(Text der Friedrich-Ebert-Stiftung) Über 250 Teilnehmer, darunter viele in Deutschland lebende Inder, nahmen am 25. September 2003 das Angebot wahr, im Berliner Haus der FES über „Hindu-Nationalismus – Eine Gefahr für die Demokratie?“ zu diskutieren. In einem einführenden Vortrag wies der Bundestagsabgeordnete Johannes Pflug auf das „traumatische Erlebnis“ der Teilung Britisch Indiens in Indien und Pakistan 1947 hin. Indien sollte nicht das Land der Hindus sondern aller Inder sein, und daher gaben ihm die Verfassungsväter eine säkulare Verfassung. Die „stabile Demokratie“ Indiens sei „nicht so leicht zu erschüttern“, betonte der Vorsitzende der Deutsch-Südasiatischen Parlamentariergruppe. Der wachsende Einfluß hindu-nationalistischer Kräfte auf Politik und Gesellschaft und insbesondere die blutigen Ausschreitungen gegen Muslime im Bundesstaat Gujarat Anfang 2002 böten dennoch Grund zu Beunruhigung, so Pflug.
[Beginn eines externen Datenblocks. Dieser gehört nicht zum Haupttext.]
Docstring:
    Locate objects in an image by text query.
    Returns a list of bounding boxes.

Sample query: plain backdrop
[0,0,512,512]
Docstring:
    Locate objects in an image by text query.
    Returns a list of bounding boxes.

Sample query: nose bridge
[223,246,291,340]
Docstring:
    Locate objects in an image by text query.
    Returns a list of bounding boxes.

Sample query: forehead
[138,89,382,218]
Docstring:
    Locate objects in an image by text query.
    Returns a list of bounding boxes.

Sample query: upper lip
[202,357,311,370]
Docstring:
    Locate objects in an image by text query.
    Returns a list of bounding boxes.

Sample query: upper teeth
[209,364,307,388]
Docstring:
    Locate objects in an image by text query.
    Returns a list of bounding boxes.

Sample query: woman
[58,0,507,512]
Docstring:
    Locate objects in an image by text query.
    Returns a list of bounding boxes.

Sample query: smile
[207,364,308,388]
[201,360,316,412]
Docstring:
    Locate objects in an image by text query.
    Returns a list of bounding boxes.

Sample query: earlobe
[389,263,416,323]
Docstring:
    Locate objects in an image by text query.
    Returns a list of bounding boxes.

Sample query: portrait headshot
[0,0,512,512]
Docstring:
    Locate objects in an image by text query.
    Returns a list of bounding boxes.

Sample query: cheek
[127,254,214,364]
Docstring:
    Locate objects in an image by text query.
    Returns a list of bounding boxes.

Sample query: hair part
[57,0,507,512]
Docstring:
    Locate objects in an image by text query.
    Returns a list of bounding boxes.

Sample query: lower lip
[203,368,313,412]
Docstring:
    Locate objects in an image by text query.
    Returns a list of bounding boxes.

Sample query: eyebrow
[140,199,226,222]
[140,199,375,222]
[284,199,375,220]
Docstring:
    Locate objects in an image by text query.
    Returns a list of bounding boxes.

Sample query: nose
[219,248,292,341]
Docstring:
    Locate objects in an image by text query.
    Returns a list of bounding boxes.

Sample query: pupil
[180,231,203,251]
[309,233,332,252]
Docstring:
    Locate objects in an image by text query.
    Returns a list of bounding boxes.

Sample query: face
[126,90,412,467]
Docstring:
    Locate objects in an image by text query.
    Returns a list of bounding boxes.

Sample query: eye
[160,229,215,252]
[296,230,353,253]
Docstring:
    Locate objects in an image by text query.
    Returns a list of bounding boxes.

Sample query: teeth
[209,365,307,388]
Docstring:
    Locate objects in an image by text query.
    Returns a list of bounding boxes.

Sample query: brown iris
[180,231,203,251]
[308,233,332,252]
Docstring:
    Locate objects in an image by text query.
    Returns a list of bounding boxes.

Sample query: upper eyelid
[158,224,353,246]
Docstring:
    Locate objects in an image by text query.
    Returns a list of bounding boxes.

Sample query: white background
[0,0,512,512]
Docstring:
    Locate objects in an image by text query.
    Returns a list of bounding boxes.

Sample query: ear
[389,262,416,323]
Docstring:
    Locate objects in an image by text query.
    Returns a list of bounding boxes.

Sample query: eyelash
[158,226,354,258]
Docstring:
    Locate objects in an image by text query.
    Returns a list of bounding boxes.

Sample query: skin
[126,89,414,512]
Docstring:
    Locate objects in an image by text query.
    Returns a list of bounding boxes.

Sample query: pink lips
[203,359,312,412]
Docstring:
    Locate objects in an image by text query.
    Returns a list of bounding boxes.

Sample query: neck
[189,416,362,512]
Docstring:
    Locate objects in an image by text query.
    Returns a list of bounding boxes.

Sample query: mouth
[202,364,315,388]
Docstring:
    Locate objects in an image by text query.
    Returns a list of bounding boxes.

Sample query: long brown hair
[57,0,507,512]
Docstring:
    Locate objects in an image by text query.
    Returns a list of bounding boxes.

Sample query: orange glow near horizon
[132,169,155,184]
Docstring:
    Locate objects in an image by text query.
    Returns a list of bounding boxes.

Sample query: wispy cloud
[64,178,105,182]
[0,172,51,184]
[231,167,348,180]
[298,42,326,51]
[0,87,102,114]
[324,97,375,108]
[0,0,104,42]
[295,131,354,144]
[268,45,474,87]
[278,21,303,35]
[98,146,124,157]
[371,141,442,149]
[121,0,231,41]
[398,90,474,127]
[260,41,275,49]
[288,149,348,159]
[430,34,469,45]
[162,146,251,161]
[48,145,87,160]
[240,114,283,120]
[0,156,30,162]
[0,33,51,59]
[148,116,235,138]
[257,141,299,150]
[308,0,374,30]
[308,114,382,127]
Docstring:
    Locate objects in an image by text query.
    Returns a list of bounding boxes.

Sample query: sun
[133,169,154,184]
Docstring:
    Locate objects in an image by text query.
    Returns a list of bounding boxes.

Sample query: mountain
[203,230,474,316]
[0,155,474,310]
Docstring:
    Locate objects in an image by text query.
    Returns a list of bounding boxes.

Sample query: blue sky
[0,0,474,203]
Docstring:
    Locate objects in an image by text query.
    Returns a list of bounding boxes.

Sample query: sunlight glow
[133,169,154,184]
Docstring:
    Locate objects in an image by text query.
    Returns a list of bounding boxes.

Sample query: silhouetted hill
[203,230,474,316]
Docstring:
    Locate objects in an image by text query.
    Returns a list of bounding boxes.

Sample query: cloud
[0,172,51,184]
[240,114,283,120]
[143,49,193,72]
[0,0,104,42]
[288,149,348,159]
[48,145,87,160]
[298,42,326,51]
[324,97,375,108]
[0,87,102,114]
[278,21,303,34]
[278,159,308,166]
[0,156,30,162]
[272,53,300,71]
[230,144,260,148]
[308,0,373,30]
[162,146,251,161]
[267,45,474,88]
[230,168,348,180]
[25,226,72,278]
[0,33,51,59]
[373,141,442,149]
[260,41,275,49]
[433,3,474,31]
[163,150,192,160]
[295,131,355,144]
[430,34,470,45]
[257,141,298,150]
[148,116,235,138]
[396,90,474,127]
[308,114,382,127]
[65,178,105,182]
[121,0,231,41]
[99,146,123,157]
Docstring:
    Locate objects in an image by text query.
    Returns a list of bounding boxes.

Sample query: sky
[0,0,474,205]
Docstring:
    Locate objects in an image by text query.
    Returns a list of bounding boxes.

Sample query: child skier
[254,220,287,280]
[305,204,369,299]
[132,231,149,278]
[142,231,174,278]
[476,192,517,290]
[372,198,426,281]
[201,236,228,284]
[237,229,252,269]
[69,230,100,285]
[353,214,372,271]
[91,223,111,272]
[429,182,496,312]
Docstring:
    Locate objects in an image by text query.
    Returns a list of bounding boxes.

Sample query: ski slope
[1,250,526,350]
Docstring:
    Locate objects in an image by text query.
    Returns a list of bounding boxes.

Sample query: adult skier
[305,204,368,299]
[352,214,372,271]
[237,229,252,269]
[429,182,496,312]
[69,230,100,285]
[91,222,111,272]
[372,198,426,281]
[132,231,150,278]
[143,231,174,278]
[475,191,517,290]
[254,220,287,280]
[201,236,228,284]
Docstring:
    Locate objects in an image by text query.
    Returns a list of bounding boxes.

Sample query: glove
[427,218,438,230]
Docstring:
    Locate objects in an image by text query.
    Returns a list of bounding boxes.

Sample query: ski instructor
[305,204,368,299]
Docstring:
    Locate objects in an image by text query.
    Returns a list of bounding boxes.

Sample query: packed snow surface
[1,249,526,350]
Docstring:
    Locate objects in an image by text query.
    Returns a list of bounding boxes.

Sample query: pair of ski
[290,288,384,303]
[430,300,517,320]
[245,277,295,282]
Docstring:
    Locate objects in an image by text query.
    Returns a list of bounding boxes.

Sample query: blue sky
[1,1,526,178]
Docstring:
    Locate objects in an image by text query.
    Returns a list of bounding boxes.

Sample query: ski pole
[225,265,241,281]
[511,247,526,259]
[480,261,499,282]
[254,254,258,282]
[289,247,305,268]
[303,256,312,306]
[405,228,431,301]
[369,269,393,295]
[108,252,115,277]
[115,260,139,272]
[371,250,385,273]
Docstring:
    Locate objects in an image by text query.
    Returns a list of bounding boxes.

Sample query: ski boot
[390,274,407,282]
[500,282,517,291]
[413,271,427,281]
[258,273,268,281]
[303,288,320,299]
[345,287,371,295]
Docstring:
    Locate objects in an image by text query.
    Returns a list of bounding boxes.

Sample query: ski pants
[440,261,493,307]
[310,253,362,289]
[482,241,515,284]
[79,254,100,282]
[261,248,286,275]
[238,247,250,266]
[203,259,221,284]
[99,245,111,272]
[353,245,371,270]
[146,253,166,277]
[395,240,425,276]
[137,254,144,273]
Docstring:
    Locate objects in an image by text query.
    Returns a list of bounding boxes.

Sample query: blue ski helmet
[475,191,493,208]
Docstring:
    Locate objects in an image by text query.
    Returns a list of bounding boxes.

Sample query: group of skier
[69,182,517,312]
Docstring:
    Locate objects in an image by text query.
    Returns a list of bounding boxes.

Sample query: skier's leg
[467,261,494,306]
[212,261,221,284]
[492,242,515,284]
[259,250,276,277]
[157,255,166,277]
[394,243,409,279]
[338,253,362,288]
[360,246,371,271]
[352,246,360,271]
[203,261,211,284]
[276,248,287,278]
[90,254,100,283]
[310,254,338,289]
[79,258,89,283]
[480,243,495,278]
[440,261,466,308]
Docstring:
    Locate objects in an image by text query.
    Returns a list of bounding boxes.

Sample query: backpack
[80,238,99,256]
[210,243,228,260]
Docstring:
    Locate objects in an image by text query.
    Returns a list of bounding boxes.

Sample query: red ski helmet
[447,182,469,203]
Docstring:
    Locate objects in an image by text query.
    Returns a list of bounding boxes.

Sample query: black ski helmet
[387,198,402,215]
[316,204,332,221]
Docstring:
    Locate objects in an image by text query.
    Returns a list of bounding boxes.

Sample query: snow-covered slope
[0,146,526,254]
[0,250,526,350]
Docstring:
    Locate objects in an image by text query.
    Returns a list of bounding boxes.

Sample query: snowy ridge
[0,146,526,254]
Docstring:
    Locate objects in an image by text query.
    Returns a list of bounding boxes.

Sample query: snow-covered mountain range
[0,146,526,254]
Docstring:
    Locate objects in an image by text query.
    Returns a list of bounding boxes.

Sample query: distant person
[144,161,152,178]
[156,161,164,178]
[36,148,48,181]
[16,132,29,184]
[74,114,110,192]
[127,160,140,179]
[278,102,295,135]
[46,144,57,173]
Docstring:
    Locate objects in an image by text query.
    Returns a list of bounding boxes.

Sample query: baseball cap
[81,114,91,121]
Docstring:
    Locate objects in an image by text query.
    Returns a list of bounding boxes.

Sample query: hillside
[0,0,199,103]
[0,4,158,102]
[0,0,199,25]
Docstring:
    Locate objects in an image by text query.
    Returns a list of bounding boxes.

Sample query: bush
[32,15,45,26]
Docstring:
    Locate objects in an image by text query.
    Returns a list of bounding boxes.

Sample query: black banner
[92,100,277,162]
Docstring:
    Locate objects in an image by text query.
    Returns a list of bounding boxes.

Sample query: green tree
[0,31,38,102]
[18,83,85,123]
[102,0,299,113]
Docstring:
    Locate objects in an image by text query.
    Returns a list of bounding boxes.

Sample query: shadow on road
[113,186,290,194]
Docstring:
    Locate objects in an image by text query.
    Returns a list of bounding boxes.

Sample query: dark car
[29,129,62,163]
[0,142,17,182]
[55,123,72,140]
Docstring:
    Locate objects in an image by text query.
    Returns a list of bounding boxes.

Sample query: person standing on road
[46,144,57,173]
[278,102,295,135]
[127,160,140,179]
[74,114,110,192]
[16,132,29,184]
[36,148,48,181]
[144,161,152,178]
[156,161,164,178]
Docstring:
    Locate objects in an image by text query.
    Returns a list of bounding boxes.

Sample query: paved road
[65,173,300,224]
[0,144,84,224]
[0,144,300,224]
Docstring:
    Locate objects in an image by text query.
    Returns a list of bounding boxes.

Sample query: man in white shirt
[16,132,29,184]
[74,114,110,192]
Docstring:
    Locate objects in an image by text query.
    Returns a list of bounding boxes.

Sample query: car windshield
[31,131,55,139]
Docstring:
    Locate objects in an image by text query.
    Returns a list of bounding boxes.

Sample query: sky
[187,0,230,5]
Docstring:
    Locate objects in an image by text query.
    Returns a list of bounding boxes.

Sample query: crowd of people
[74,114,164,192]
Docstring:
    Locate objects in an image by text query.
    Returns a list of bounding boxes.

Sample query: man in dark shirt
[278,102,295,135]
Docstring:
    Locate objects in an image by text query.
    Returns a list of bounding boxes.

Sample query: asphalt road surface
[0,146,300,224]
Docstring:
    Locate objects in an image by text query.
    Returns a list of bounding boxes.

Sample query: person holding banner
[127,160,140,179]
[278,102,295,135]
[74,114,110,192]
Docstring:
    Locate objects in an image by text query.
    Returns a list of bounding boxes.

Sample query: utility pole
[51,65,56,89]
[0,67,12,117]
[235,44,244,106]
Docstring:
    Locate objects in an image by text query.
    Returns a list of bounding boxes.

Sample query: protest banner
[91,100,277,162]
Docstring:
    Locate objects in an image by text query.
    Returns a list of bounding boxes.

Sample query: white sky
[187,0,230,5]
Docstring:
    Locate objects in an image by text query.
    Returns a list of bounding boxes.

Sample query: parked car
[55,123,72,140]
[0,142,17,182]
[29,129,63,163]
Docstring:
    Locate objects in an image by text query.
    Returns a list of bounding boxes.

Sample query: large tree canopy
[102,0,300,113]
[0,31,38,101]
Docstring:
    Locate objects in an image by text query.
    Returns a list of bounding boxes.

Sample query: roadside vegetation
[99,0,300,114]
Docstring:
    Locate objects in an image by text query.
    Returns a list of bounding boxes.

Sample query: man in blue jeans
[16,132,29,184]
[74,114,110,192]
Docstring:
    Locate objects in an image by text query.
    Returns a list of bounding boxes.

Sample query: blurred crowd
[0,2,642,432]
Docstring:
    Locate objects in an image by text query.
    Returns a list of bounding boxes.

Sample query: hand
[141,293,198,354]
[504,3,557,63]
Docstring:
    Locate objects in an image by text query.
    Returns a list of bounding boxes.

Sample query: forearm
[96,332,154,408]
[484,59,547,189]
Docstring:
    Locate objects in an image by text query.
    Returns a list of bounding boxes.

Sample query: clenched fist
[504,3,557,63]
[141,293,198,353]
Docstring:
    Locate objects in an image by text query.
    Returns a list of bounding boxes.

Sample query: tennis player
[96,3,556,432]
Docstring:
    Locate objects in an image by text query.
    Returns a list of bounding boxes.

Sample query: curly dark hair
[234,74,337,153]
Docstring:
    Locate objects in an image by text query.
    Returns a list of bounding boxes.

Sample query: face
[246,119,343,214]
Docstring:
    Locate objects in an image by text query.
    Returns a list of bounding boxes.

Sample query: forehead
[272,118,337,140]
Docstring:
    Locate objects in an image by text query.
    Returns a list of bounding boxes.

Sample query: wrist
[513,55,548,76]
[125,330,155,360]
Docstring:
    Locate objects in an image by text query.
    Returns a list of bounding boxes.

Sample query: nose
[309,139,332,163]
In der anschließenden, von der Journalistin Navina Sundaram moderierten, Podiumsdiskussion erörterten Expertinnen und Experten aus Indien die Ursachen des Hindu-Nationalismus und mögliche Gegenmaßnahmen. Der Journalist Dilip D’Souza, spezialisiert auf Fragen sozialer Gerechtigkeit und Demokratie, erklärte den Zulauf der Hindu-Nationalisten durch die Enttäuschung vieler Inder von den säkularen Parteien, die in zahlreiche Korruptionsfälle verstrickt seien und es nicht geschafft hätten, den Bedürfnissen der breiten Bevölkerung gerecht zu werden. In der Hinwendung zum Hindu-Nationalismus sehe er eine Gefahr für die indische säkulare Demokratie.
Der in Poona lebende deutsche Journalist Rainer Hörig stellte die von den Hindu-Nationalisten oft propagierte Einheit aller Hindus in Frage. Insbesondere die Mitglieder unterer Kasten und die Anhänger von ländlichen „Grenzreligionen“ würden zwar mitunter geschickt vereinnahmt, doch würden ihre Forderungen von den Hindu-Nationalisten nicht wirklich berücksichtigt. Die Radikalisierung innerhalb der indischen Mittelschicht, die sich analog zu den Hindus auch bei den Muslimen beobachten ließe, sei auch auf die durch die Globalisierung verstärkte Identitätssuche der jungen Generationen zurückzuführen. Hin- und hergerissen zwischen Videoclips und Tempelritualen entschieden sich viele für die vermeintlich traditionsbewahrenden Hindu-Nationalisten. Dabei verkehrten diese wesentliche Grundzüge des Hinduismus ins Gegenteil: Die althergebrachte Offenheit und Toleranz gegenüber anderen Religionen werde von den Hindu-Nationalisten als Schwäche angesehen, daher propagierten sie einen „starken, militanten Hinduismus“.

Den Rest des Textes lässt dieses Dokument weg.